Well my album comes out in a couple of months, in July, so that’s exciting. I go back to UK and I start releasing more things and my video is coming out next week. Start shooting promos, back in the UK and Europe. Once the record is out, it’s going to festivals and then again touring for the rest of the year in Southeast Asia and in the USA, Canada and then I’ll be doing a full month of November in the UK I am also pushing for ‘vote for your home town’ which is a thing we’ve launched on Band square. It is my 2018 touring which is going to be completely dictated by wherever my fans want me to come see me play. So at the moment, my number one voted place is Kuching in Malaysia. So I’m really going to listen to where people want me to play and it could be the smallest town anywhere in the world, but enough people in your town rally up and vote, then I promise I will go there. So that’s the new thing.

There are so many female singer writersout there how do you make yourself stand out?

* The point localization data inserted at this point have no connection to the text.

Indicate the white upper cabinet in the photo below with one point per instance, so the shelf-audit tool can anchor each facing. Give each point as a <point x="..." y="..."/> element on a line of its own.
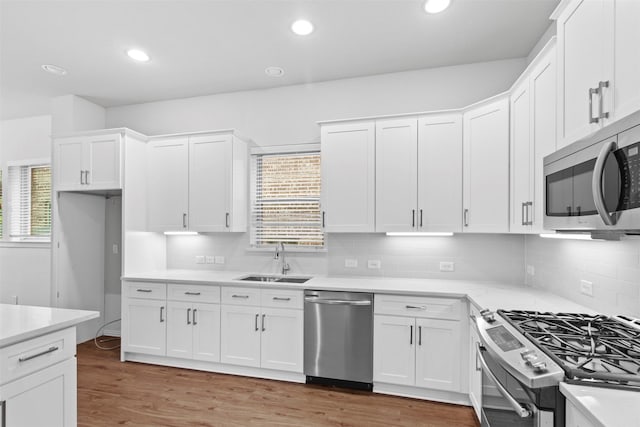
<point x="197" y="183"/>
<point x="87" y="163"/>
<point x="419" y="173"/>
<point x="598" y="65"/>
<point x="486" y="167"/>
<point x="533" y="136"/>
<point x="348" y="176"/>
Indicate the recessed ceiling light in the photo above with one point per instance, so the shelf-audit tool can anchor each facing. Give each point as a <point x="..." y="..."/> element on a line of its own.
<point x="54" y="69"/>
<point x="436" y="6"/>
<point x="274" y="71"/>
<point x="302" y="27"/>
<point x="138" y="55"/>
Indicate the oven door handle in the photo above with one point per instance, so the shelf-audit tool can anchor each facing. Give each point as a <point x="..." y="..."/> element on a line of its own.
<point x="596" y="183"/>
<point x="519" y="409"/>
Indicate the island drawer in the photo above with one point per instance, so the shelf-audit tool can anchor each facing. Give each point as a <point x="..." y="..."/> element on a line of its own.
<point x="32" y="355"/>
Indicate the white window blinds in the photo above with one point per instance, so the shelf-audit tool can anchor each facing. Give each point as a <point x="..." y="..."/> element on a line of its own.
<point x="285" y="205"/>
<point x="30" y="201"/>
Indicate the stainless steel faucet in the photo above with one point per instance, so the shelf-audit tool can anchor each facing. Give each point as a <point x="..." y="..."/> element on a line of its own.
<point x="283" y="261"/>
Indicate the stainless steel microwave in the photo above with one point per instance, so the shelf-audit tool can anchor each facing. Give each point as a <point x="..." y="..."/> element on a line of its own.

I have no intention of standing out against my fellow female singer songwriters because I think that’s a big problem. No one says what makes you stand out amongst songwriters, male or female. I’m not competing to women you know, I feel like the industry is so male dominated. In music it’s much harder I think for a female musician than it is a for a male musician. In so many countries and the fact that we are pitted against each other as competitors is wrong. I just want to support female musicians and there are so many amazing female singer songwriters that I feel are not getting near as much success as they should so yeah.